Responses by Tom Crate, creative director; and Ollie Harris, creative director, FutureDeluxe.
Background: “We created a campaign film that celebrates the new collaboration between consumer electronics company Bang & Olufsen and Ferrari,” says Ollie Harris. “The resulting film visualizes the adrenaline-packed fusion between two masters of their crafts: the masters of speed, performance and head-turning beauty coming together with the sound pioneers who flawlessly balance form and function of craftsmanship. Targeting high net-worth individuals, the film sees the two brands’ iconic design elements match-cut together to draw a clear parallel between them.”
Design thinking: “We developed a graceful visual narrative that depicts the alchemy of the two brands built in three distinctive visual chapters,” says Tom Crate. “Starting with a stroboscopic effect that uses a slow, elegant long exposure technique. As the film gradually merges with the sound design, it creates anticipation alongside motion blur, visualizing speed through fast cuts that offer moments of complete abstraction where the two brands unite. The last chapter sees the film end in liquid-like, ethereal warp distortion that tantalizingly reveals glimpses of the product and its signature color, which is created through Bang & Olufsen’s distinct anodization process at its factory in Struer, Denmark.”
Challenges: “It was a huge responsibility to create a film that does justice to the pairing of two such iconic brands from two very different areas,” says Harris. “This entailed fusing the world’s most luxurious race car credentials with the world’s most innovative audio engineering and design. The film consequently reflects the frenetic pace and exhilaration of driving the world’s most iconic sports car but with a memorable visual language that’s in line with the new collaboration’s refined product world.”
Favorite details: “There are two standout technical accomplishments in our film,” says Harris. “The first was capturing the adrenaline and frenetic pace of driving Ferraris while keeping the visual language more sensuous, rather than literal footage of actual cars driving. One of the strategies we used was, of course, the edit’s frenzied acceleration of pace combined with the camera and lens effects, which are akin to what you’d expect from a more standard automotive film—like motion blur or long exposure—without a complete departure from our refined product world.

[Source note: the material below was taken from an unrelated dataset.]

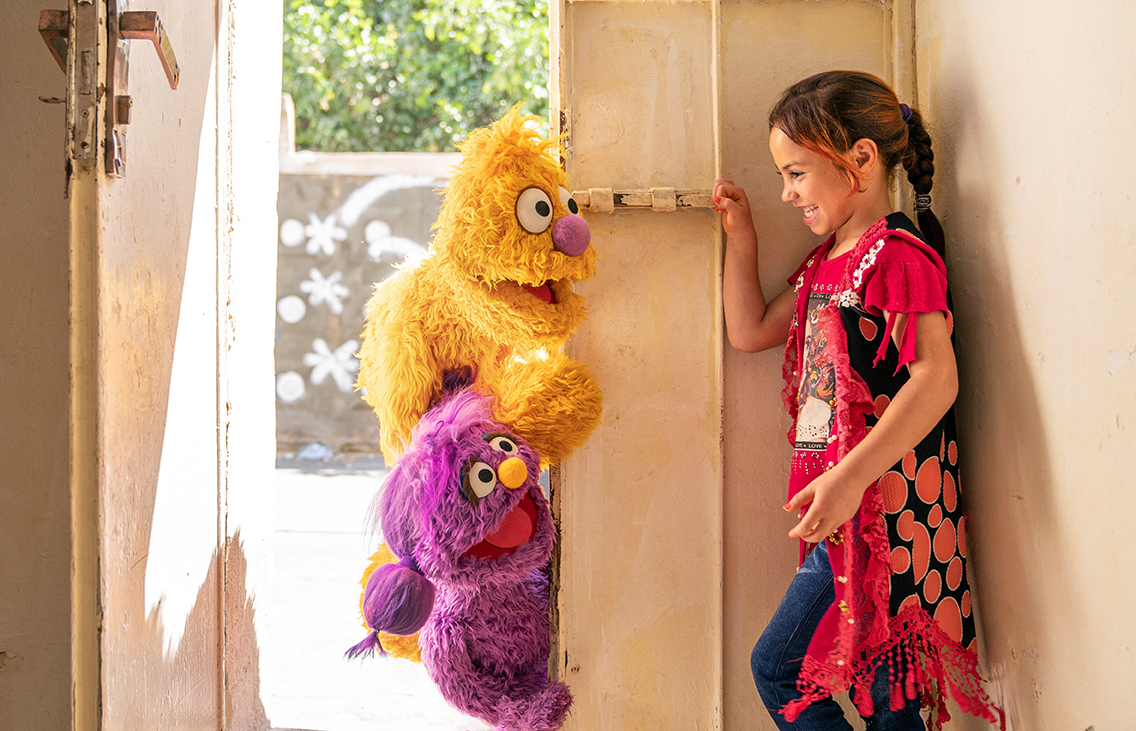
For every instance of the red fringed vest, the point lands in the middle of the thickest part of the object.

“Second, the beautiful stroboscopic effect,” Harris continues. “This usually occurs naturally—a car wheel spinning and appearing to rotate in reverse, for example—or the photographic technique using a ‘strobing’ light to capture moments of time like an onionskin of motion across the frame. Our impression of this effect has been crafted digitally, marrying the use of instancing geometry, frame blending and motion blur to create a fresh take on the aesthetic. We mixed subtle light and transparent car parts taken from Ferrari’s Purosangue automobile.”
Visual influences: “The client came to us with some interesting references of ballet captured using a technique called stroboscopic photography,” says Crate. “It’s essentially a long exposure photograph with a strobe flash, which creates these beautiful, sequential motion studies. This became one of the key motifs of the film to accentuate the products’ beautiful forms while implying speed and gracefulness. We also spent some time studying the visceral, fast-cut editing style often seen in cinematic car chases or high-end performance car commercials. The editorial approach of motion studios like Services Generaux were also a source of inspiration.”
Specific project demands: “This project was unusual in that the client was keen to see less of their product in the film—the inverse of most product films,” says Crate. “We were given a lot of freedom to explore abstract ways to capture the essence of Bang & Olufsen and Ferrari’s collaboration and its shared values of speed, power and precision. The emphasis was on creating visually striking images that expressed elegance, energy and, at times, a minimal purity. The challenge in such an open brief is to know how far to push the boundaries and experiment while still allowing time to pull everything together into a coherent whole.”